Костер… Должно быть, от него еще сохранился где-то тут, в лесу, сизый огромный круг с горстью углей… и с рыжей горелой хвоей по краям.
— Я тебя знаю, — повторил дядя Вася, — ты стрелять хочешь. В немца стрелять. А дай тебе дело попроще, тебе не подойдет.
— Подойдет!
— Скажем, надо дров наколоть, а ты…
— И дров наколю!
— Или, например, гвоздей принести…
— И гвоздей принесу.
Дядя Вася опустился на мох у самой сосны и сказал:
— Ну, иди сюда, садись.
Карыш сел рядом. Дядя Вася молчал, думал.

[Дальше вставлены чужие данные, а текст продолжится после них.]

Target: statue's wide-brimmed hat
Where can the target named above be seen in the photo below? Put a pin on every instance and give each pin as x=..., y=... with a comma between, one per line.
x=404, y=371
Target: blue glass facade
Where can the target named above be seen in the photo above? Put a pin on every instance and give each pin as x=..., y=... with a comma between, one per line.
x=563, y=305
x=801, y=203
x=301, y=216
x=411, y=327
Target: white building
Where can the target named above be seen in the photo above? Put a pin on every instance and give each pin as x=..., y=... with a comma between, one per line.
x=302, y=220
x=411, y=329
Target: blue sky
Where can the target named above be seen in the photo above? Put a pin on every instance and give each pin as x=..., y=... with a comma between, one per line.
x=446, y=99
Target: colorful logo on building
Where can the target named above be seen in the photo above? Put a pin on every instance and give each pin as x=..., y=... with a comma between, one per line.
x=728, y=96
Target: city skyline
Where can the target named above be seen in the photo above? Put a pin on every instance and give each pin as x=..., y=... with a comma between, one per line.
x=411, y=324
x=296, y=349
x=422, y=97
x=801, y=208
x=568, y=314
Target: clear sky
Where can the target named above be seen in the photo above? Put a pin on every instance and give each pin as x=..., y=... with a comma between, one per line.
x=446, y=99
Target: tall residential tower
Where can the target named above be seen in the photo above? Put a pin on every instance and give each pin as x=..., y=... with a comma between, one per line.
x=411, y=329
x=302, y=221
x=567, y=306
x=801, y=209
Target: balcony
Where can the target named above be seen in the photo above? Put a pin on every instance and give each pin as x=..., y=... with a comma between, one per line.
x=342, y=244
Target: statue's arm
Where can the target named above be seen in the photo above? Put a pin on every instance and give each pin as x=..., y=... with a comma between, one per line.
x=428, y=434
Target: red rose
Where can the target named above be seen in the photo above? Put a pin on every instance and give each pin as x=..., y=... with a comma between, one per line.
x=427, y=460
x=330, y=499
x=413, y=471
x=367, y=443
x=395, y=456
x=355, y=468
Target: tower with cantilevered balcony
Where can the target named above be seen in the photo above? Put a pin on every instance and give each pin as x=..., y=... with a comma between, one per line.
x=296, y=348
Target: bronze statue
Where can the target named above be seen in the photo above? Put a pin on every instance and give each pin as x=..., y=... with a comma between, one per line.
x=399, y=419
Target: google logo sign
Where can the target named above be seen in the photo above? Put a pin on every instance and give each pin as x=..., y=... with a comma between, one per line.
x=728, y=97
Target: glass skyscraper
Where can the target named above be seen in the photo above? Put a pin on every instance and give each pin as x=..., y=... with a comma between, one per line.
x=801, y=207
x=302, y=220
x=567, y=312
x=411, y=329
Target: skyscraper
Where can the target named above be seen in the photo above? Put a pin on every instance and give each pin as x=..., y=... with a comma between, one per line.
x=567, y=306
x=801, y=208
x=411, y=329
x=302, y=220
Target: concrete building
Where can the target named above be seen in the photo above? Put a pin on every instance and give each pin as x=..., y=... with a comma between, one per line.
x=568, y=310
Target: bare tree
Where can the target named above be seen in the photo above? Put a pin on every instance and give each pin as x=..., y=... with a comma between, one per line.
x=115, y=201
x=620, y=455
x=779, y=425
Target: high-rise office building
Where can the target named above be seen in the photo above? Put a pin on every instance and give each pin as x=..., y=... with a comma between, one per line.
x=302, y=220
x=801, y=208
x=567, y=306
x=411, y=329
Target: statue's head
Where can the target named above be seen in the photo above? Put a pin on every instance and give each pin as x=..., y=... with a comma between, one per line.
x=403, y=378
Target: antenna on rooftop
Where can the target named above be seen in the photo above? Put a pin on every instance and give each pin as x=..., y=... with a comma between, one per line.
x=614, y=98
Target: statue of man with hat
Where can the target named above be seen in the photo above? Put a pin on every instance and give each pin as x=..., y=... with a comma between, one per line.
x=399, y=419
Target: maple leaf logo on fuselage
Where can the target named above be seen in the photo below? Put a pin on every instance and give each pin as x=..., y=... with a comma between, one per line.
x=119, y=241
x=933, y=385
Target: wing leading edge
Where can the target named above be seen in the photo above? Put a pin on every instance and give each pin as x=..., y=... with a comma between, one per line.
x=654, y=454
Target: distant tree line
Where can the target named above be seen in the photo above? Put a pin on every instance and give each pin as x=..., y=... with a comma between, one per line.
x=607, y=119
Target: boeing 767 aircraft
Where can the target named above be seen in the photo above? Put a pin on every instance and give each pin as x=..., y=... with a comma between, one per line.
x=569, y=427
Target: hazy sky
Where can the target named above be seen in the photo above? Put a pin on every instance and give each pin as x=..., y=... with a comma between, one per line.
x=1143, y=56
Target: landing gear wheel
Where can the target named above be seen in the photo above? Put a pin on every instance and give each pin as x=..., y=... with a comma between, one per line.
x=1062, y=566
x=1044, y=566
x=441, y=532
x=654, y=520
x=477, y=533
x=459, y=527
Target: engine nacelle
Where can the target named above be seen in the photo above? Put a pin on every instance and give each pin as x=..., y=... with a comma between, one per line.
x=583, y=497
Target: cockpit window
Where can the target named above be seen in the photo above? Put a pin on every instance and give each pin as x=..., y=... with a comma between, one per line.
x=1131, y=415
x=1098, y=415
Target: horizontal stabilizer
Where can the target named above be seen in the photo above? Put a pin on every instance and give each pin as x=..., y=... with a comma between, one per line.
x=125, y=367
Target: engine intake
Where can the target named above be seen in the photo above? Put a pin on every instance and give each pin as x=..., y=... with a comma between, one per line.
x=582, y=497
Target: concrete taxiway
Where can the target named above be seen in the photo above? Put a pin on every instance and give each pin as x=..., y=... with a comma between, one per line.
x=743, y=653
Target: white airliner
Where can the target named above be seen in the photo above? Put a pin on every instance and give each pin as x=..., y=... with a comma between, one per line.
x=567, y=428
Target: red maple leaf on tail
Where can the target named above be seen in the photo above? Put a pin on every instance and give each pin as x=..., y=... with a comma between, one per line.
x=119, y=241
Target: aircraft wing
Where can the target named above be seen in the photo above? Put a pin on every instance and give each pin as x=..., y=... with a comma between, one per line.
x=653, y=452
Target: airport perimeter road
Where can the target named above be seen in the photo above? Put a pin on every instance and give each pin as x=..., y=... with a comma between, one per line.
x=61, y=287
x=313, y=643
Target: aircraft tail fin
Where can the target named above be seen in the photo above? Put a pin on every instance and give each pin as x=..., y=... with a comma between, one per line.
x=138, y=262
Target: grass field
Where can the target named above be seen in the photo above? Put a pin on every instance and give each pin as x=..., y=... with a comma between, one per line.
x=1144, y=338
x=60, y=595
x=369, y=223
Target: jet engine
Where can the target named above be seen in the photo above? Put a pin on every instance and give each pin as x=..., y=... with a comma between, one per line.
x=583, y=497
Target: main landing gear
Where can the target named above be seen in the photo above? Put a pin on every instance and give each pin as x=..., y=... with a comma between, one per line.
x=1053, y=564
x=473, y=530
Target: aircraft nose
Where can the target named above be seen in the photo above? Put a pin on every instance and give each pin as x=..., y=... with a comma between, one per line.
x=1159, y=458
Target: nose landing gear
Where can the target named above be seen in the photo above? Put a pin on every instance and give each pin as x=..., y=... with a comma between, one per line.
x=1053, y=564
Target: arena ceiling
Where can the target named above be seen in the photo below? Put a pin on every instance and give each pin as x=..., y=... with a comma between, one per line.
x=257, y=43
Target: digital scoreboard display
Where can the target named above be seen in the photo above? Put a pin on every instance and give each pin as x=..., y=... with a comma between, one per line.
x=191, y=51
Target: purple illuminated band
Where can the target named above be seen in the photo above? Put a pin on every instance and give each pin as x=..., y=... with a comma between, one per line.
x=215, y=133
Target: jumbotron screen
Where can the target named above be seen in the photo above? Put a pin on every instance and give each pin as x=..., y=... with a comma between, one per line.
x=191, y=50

Карыш подождал, погладил мох рукой. Такой мох мать на зиму закладывала между оконными рамами, чтобы не было сырости на подоконниках; он внизу коричневый, а сверху зеленый. Карыш хотел спросить дядю Васю, есть ли у него дома такой мох для зимы, но тот перебил его:
— Тебе который год?
— Четырнадцатый.
— Четырнадцатый? — спросил дядя Вася. — А не хвастаешь? Рост у тебя что-то маловат… Ну, слушай, вот какое тебе задание. Знаешь ты в Семихатке Филиппа Иваныча?
— Это что в кооперативе торгует?
— Значит, знаешь. Сбегай в Семихатку, — думается, Филипп Иваныч еще не уехал, — скажи ему: Василий Васильевич просит, мол, гвоздей двухдюймовых… Ну, килограмма три. Постой, я тебе записку напишу.
— Дядя Вася, а зачем тебе гвозди?
— Гвозди зачем!? — переспросил дядя Вася, положил на колено бумажку и начал писать чернильным карандашом. — Зачем гвозди? — повторил он еще раз, подписался и встал. — Избу тут буду строить. Огород городить. Огород огорожу, огурцов насажу.
— Ты смеешься! — закричал Карыш.
— Ну, иди, исполняй задание. — Я теперь тебе не дядя Вася, а начальник партизанского отряда.
Он протянул Карышу записку.
В Семихатку вели три дороги: одна по шоссе, другая через ржаное поле, третья через болото. Третья была самая короткая, и Карыш пошел по ней.
Болото начиналось сразу за лесом, — очень нарядное, если посмотреть на него издали. Там еще доцветали не убитые морозом красноватые копья иван-чая; его было много, и рос он стебель к стеблю — длинной полосой; казалось, что это розовый ручей течет к озеру. И по всему болоту торчали зелеными бородавками кочки. Еле заметная тропка путалась между кочками, а к середине болота пропадала. Но люди и там проходили — перепрыгивали с кочки на брошенное кем-то бревнышко, а с него на другую кочку.
Карыш еще не добрался до этого места, когда услышал в небе далекое жужжание мотора. Оно разрасталось, становилось все слышней. Со стороны озера показался самолет. И сразу за ним — еще два. Даже не видя их, можно было сказать: это не наши. Мотор у нас не тот, и скорость не та, и люди не те… И поет наш самолет по-иному.
Карыш не успел испугаться, — машины, завывая, пронеслись над болотом в сторону Семихатки. На брюхе у каждой из них был ясно виден широкий черно-белый крест.